Вообще те немногие фильмы Гайдая, которые имели ярко выраженную сатирическую окраску, потерпели однозначный крах – и ранняя комедия «Жених с того света» (1958), и существенно более поздняя экранизация гоголевского «Ревизора» «Инкогнито из Петербурга» (1977). После жесточайшей цензуры оба фильма перестают удовлетворять самого режиссера и проваливаются в прокате.

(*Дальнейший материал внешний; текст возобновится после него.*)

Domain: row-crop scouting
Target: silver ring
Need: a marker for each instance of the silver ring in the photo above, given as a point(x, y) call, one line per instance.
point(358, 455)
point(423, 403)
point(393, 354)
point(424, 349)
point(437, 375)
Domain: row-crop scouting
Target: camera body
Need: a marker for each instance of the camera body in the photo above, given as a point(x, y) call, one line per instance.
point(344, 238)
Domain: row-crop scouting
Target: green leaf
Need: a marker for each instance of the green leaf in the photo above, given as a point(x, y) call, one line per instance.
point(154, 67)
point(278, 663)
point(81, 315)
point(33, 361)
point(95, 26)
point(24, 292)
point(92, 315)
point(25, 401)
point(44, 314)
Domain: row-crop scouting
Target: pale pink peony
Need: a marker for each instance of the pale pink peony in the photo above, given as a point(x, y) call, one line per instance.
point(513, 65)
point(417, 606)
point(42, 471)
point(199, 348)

Похоже, режим искусного балансирования между социальной критикой и эзоповой чувствительностью к цензурным запретам по большому счету оказался Гайдаю недоступен или не близок (знаменитый ядерный взрыв, вмонтированный в «Бриллиантовую руку» специально для цензоров, – прекрасная метафора гайдаевского метода обращения с внешними ограничениями; конечно, этот радикальный и, уж точно, вызывающе эксцентричный жест довольно далек от утонченной уклончивости «эзопова языка»).

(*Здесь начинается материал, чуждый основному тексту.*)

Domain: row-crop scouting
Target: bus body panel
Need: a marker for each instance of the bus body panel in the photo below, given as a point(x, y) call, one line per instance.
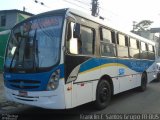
point(79, 74)
point(44, 99)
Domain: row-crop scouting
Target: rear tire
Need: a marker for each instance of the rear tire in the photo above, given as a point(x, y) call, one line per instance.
point(103, 94)
point(143, 86)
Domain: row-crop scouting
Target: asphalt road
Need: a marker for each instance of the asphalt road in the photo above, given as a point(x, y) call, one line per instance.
point(130, 102)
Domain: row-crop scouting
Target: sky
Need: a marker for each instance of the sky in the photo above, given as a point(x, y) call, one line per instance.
point(119, 12)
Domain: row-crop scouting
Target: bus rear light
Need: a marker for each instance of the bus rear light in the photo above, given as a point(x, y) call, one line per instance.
point(54, 80)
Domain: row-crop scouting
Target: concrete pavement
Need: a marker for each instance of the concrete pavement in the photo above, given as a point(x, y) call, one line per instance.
point(6, 106)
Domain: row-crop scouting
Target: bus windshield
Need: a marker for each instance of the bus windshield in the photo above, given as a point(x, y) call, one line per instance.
point(34, 45)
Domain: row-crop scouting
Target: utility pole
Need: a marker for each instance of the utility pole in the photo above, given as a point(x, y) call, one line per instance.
point(95, 9)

Итак, сатира как легитимный канал, соединяющий эксцентрику с «реальностью», в значительной части отзывов о фильмах Гайдая не то чтобы не упоминается вовсе, но упоминается как-то формально. Кинокритики-современники в первую очередь замечают и отмечают иные (казалось бы, совершенно легковесные и безыдейные) достоинства этих фильмов – «брызжущее остроумие», «жизнерадостность» и популярность у зрителей[349]. Характерно, например, что в 1974 году, подводя итоги дискуссии о советских комедиях, недавно вышедших в прокат, секретарь правления союза кинематографистов СССР Александр Караганов критикует «Нейлон 100%» Владимира Басова за изображение «несуществующей жизни», однако комедию «Иван Васильевич меняет профессию» (1973) оценивает по совершенно другим критериям – в случае Гайдая более важно, что его фильм «хорошо принят зрителями» и «в нем много подлинно комедийных решений, умных и тонких»[350]. Критерий правдоподобия как будто бы «не прилипает» к Гайдаю.

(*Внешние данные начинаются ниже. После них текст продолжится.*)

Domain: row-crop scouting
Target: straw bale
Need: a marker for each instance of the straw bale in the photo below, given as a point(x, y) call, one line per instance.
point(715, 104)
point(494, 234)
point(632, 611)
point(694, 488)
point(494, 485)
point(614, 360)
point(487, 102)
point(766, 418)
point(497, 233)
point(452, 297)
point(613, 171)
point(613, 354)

В то же время метафоры «точности» и «остроты`», которые у Вартанова сопровождают образ эксцентрической комедии, получают дальнейшее развитие. Участвующий в той же дискуссии 1974 года Николай Кладо, говоря об «Иване Васильевиче», подчеркивает:
Эксцентрика будет жить еще много лет, потому что возбуждает в человеке своеобразное острое отношение к действительности[351].
Иными словами, остротá эксцентрической комедии, как ее видит Кладо, перформативна – она связана не столько с эффектами правдоподобия, сколько с эффектами интенсификации восприятия. Значимо не столько то, что эксцентрическая комедия остро отражает действительность, сколько то, что она позволяет остро действительность воспринимать.